Not if you're primarily using the SMT for helper threads (not that I'm
suggesting that this as a great idea).

Scheduling helper threads without a roomy cache is tricky. The whole
purpose is to pull stuff into cache ahead of time, and it would be
annoying to have a helper thread bump something else out of cache that
was needed sooner than what the helper thread just pulled in.

RM

#7 November 17th 03, 12:15 AM

"Robert Myers" wrote in message
...
On Sun, 16 Nov 2003 15:00:21 -0500, "Bill Todd"
wrote:

"Robert Myers" wrote in message
.. .

....

You can achieve most of the benefits
of OoO execution without actually going OoO by using SMT helper
threads.

Maybe.
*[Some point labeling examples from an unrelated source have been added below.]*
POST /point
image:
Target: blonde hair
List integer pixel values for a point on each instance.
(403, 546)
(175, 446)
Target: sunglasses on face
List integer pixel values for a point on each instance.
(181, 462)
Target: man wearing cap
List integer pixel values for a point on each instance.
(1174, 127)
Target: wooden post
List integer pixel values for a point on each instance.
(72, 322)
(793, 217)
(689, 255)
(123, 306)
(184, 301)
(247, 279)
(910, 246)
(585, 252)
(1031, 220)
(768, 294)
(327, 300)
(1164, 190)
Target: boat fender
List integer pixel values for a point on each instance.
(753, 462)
But without doubt one of the things that you sacrifice is power
efficiency (not that Itanic appears to worry about this much), since
without
the OoO hardware facilities you don't have a clue whether the extra work
you're doing will be useful (and even if it is useful in preloading the
caches, when the *real* code path reaches that point the instructions
still
get executed a second time anyway).

I expect helper threads to find a place even in OoO processors.
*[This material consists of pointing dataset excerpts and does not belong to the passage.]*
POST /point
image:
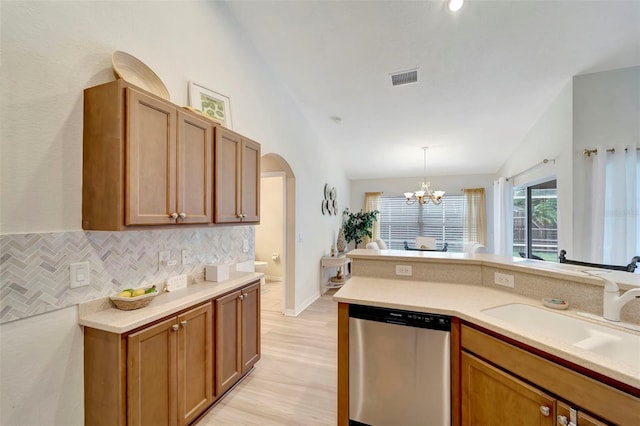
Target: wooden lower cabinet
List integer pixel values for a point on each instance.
(492, 397)
(237, 335)
(171, 372)
(169, 366)
(505, 384)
Possibly, but I suspect only in situations where the workload has fewer
threads than the SMT core supports: otherwise, the other core threads will
likely be far more effective servicing real threads and leaving the
individual thread IPC up to the OoO mechanisms. With Itanic, the trade-off
may be less clear (since it has more to gain on an individual thread from SP
than an OoO core does).

The
available work on prescheduled speculative slices looks very
promising. A helper thread would also make things like DynamoRIO look
more attractive.

Such helper threads are also a lot more expensive in use of execution
units
than OoO SMT mechanisms are (again, because of the redundant or useless
execution activity noted above), so you need more EUs (and thus more core
area, which starts to limit clock rates unless you go asynchronous) than
you'd need in an OoO SMT implementation to perform as well.
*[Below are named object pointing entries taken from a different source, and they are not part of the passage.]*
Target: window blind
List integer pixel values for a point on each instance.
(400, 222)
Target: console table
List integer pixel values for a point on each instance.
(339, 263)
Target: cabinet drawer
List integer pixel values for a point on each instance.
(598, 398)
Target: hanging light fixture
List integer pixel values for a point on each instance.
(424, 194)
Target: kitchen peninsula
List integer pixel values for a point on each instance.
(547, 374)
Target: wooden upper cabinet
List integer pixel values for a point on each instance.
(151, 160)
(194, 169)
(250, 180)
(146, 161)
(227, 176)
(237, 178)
A paper at SC 2003 suggests that "arithmetic is free, bandwidth is
expensive."

Free in what respect(s)? The specific context above is power and chip area
(and by extension of the latter clock rate).

If someone else doesn't get there first, I'll post a
thread for discussion. It warrants a separate thread.

If you're supporting two cores with four threads each,

Do you have a source for the suggestion that each Montecito core supports
4
threads?

The paper I cited previously in comp.arch
:
:http://www.cs.ucsd.edu/users/jbrown/papers/sp-cmp.pdf
:
:"Speculative Precomputation on Chip Multiprocessors"
:
:which I gather is from
:
:6th Workshop on Multithreaded Execution, Architecture, and Compilation
MTEAC-6) Tuesday, November 19 (2002) Istanbul, Turkey.
:
:"Figure 2 indicates that across the board, SMT consistently
rovides the greatest speedup of the four configurations
:shown, even though it has the fewest overall execution
:resources and the least amount of aggregate cache capacity."
:
:with the four configurations being 4-way SMT, vs 2, 4, and 8 way CMP.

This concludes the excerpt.